最近というか、もう何年もと言うべきだろう、一冊の本をゆっくりと時間をかけて読んだことがない。この夏も、ホメロス大全を、結局、ごくわずかしか読めなかった。カエサルの『ガリア戦記』の新仏訳もちょっと触れられただけ。どちらも仕事机からすぐ手の届くところに今でも置いてある。
植物の哲学の端緒を開けたは望外の収穫だった。じっくりとは読めなかったとしても、刺激を受けた本、それどころか感銘を受けた本もある。
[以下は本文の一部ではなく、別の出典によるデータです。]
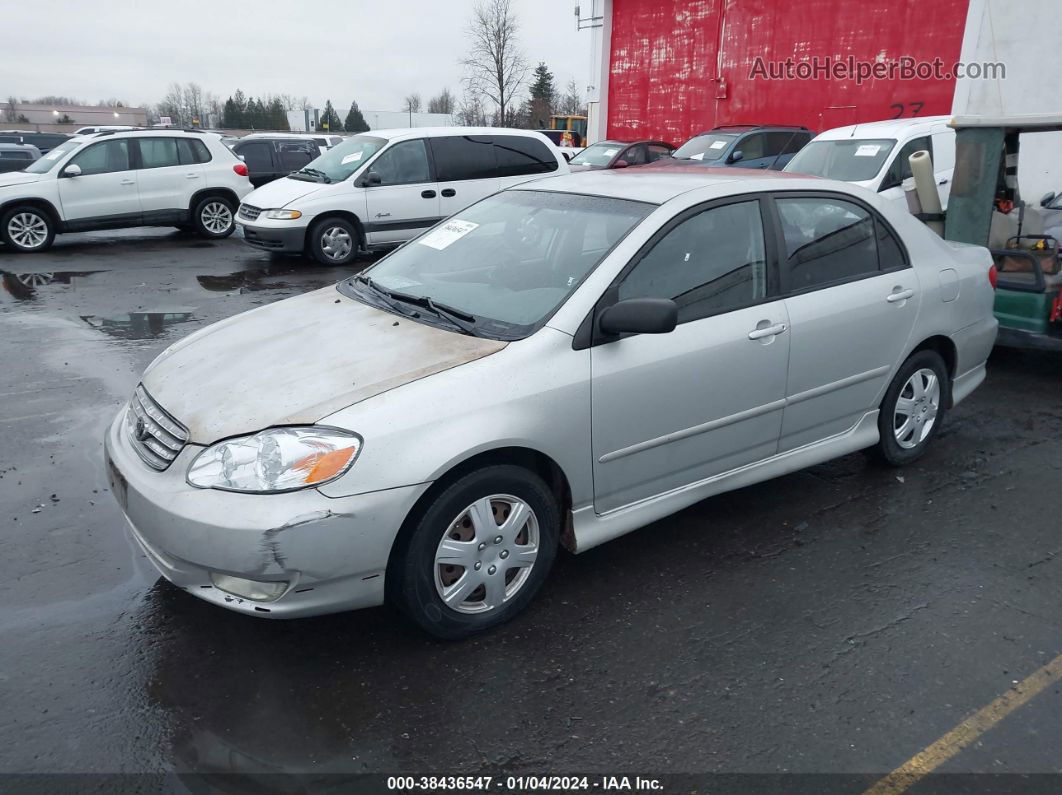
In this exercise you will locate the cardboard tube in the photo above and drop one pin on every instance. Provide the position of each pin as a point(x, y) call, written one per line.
point(925, 186)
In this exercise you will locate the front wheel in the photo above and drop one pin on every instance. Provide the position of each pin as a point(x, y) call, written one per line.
point(333, 241)
point(479, 552)
point(27, 229)
point(913, 409)
point(213, 217)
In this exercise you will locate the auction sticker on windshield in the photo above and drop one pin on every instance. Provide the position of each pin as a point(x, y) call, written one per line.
point(446, 234)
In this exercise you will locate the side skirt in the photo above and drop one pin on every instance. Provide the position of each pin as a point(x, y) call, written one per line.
point(592, 529)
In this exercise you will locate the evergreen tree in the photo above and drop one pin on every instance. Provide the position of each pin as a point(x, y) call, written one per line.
point(543, 98)
point(329, 119)
point(355, 121)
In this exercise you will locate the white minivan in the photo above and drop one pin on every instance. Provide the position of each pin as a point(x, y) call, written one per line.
point(875, 155)
point(379, 189)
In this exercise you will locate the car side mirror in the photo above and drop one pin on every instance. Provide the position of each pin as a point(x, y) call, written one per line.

その記録はこのブログに残してある。
ただ、とにかく読み方が忙しない。一日平均十冊ほど目を通す。これはもう読書ではない。さっと読みながら、「使える」ところを探してばかりいる。ほんとうは腰を据えて読むべき本なのに、そんなふうに走り読みしてしまうとき、その本と著者に対して申し訳ないと思う。もっとも、その程度で十分だという代物も掃いて捨てるほどある。いや、そもそも一瞥を与えるにも値しない駄本の量は地球環境を脅かすほどだ。
電子書籍を頻繁に購入するようになったのは今から三年ほど前だが、今では日仏英合わせて1500冊ほどになっている。授業で使うにはとても便利で重宝している。学生たちから要望があれば、当該部分をスクリーンショットですぐに送れる(やりすぎると違法だけれど)。特に、日本語の紙の本は、入手しようとすれば高くつくし時間もかかるから、購入後即読める電子書籍はほんとうにありがたい。
とはいえ、紙の本でその手触りと重みを感じながら落ち着いて読みたい日本語の本があっても、すぐには入手できないからと、電子書籍版で読むのは、私のような旧世代人には、やはり味気ない。
昨日今日と、本当は紙の本で読みたいと思う電子書籍版の最新刊を一冊ずつ購入した。昨日購入したのが伊藤亜紗の『手の倫理』(講談社選書メチエ)、今日購入したのが渡部泰明の『和歌史 なぜ千年を越えて続いたか』(角川選書)。この二冊を合わせ読むことがまた新たな研究上のパースペクティヴを開いてくれるという直感的確信に今ちょっとウキウキしている。